Il garantismo è, per così dire, l’altra faccia del giustizialismo. Il primo tende a garantire all’imputato le condizioni per essere giudicato in modo equo e corretto. Il secondo punta, altrettanto legittimamente, ad accertare e punire le responsabilità di chi commette un reato. Dovrebbero combaciare e invece sono all’origine della guerra infinita tra politica e magistratura che infuria in Italia da oltre trent’anni. E i casi più recenti della ministra del Turismo Daniela Santanchè, del sottosegretario alla Giustizia Andrea Delmastro e di La Russa jr. l’hanno ora rinfocolata.
È dalla fatidica “discesa in campo” di Silvio Berlusconi che si parla, più a torto che a ragione, di “giustizia a orologeria”. Cioè, di una macchina giudiziaria che si mette in moto al momento opportuno per colpire il potente di turno.

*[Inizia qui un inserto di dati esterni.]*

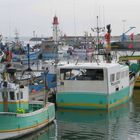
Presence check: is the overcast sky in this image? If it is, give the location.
[0,0,140,37]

Ma spesso così non è e si può dimostrarlo calendario alla mano. Fa specie però che la “nuova” destra meloniana, erede di quella “dura e pura”, si appiattisca su una linea vetero-berlusconiana.
Quando il governo diffonde una nota – attribuita a “fonti di Palazzo Chigi” – per “domandarsi se una fascia della magistratura abbia scelto di svolgere un ruolo attivo di opposizione”, dopo la fuga di notizie sull’avviso di garanzia per la ministra Santanchè e la decisione del Gip di disporre l’imputazione coatta per il sottosegretario Delmastro, c’è da chiedersi chi voglia alimentarla questa guerra: la politica o la magistratura E quando il presidente del Senato, seconda autorità dello Stato, interviene nell’indagine in corso su suo figlio per annunciare che l’ha interrogato e per dichiararlo innocente, è evidente che si tratta di un’interferenza che vìola la divisione dei poteri teorizzata fin dai tempi di Montesquieu: ove mai La Russa jr. fosse giudicato colpevole, La Russa senior dovrebbe dimettersi per manifesta incompetenza.
Proviamo, allora, a promuovere un armistizio in difesa del cittadino più che dei politici. Partiamo dalla presunzione d’innocenza, in forza della quale nessuno può essere considerato colpevole fino a sentenza definitiva. Manteniamo fermo il principio in dubio pro reo, per cui nel dubbio il giudice assolve. E custodiamo il dogma del garantismo: meglio un colpevole libero che un innocente in galera.
Questi sono i confini entro i quali va riportato il conflitto tra politica e magistratura. Qualsiasi riforma della giustizia, introdotta dalla destra o dalla sinistra, deve assicurare innanzitutto l’effettiva parità delle parti e la terzietà del giudice. Poi, eventualmente, si potrà anche discutere sulla separazione delle carriere fra magistrati inquirenti e giudicanti, a condizione di garantire l’autonomia e l’indipendenza del sistema giudiziario dall’esecutivo: gioverà alla sua autorevolezza e credibilità.
(Fonte: Cronache Agenzia Giornalistica – News archiviata in #TeleradioNews ♥ il tuo sito web © Diritti riservati all’autore)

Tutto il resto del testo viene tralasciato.